Здоровяк, кажется, даже в размерах уменьшился. Затрясся весь, как банной лист. На полз стал съезжать, руками голову закрыл и тихо заскулил. И ничего в этом удивительного не было. Ведь, от полицейского по морде получить не страшного, а ты от одаренного попробуй? Особенно, если перед этим его унизил.
— Не ссы, торговля! Я твой счастливый шанс, а точнее билет в безбедную жизнь! Слышишь? Не скули, черт тебя дери! Скоро в золоте будешь купаться, на золоте есть и на золоте спать, — скуление мигом прекратилось, а из под скрещенных пальцев сверкнул заинтересованный взгляд. Купец даже в смертельной опасности остается торгашом. Едва выгодой запахло, он тут как тут. — Мы с тобой учредим компанию по производству настольных игр. Самых разных: для детей, для юнцов, для взрослых, для мужчин и женщин. Все это обязательно запатентуем, чтобы никто и носа не подкопал. С меня придумки, дизайн, а с тебя, компаньон, все остальное…

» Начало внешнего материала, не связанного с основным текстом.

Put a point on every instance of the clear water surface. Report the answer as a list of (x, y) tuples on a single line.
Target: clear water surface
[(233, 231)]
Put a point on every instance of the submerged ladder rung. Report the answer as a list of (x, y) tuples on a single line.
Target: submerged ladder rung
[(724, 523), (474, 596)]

С ярмарки Рафи выбрался лишь к полудню. Слишком много вещей пришлось обговаривать с новым компаньоном: название новой компании, первоначальный капитал, доли, место для производства, охраны и еще множество самых разных вопросов. Честно говоря, парень к концу разговора даже взмок, как цуцик. У этого купца хватка, как у бойцовского пса оказалась. Вцепился в него так, что не оттащишь.
— Удивительный человек. Только что с жизнью прощался, в соплях и крови валялся, а тут даже голос начал повышать. Такой, и правда, за прибыль удавится, — удивлялся он, вышагивая по мостовой в сторону дома. — Хот мне именно такой и нужен… Ведь, денег нужно много… и для Ланы, и тетушке помочь нужно, и себя нельзя забыть. Голодранцем ведь ходить не станешь, — он выразительно коснулся пятна на рукаве пиджака, который явно требовал хорошей чистки. «Бедным родственником» ему никак нельзя ходить. Не по статусу теперь. — Ничего… Теперь денежки будут… От моих игр тут будут кипятком сса…
И тут его взгляд, блуждавший по сторонам, совершенно случайно задержался на тумбе с афишами. Что-то привлекло его внимание. Рафи замедлил шаг, а потом и вовсе свернул в сторону. Кажется, там какое-то важное объявление было напечатано.
— Чего-то не пойму…
С каждым шагом черты его лица искажались все сильнее и сильнее. Наконец, и вовсе, превратились в самую настоящую гримасу.
— Вашу мать! Елизавета Мирская похищена⁈ Лизок! — Рафи едва не пожирал глазами этот газетный листок, специально напечатанный крупным шрифтом, чтобы издалека привлекать внимание. — Как так? Надо быть полным психом, чтобы украсть дочь самого шефа жандармского корпуса! Отморозком… Или… не в ней дело…. Б…ь!
В голову вдруг пришла совершенно дикая идея!
— А если из-за меня… Все ведь знали, что я всегда с ней ходил… в гимназии… Потом провожал домой… С утра встречал… Портфель за ней носил… Все знали… И этот тоже знал…. Сука, старый козел! Надо было сжечь тебя вместе с домом! До меня с сестрой не смог добраться, решил Лизку…
И ни единого сомнения не было, что это похищение было делом рук князя Голицына. Только этот старый придурок, полностью слетевший с катушек, мог это сделать. Он же дико его ненавидел, клятвенно обещал достать его и всех его близких. Ведь, Голицын объявил награду за его голову и за Лану.
— Все сходится… Он… Схватил, чтобы на Лану обменять… Тварь!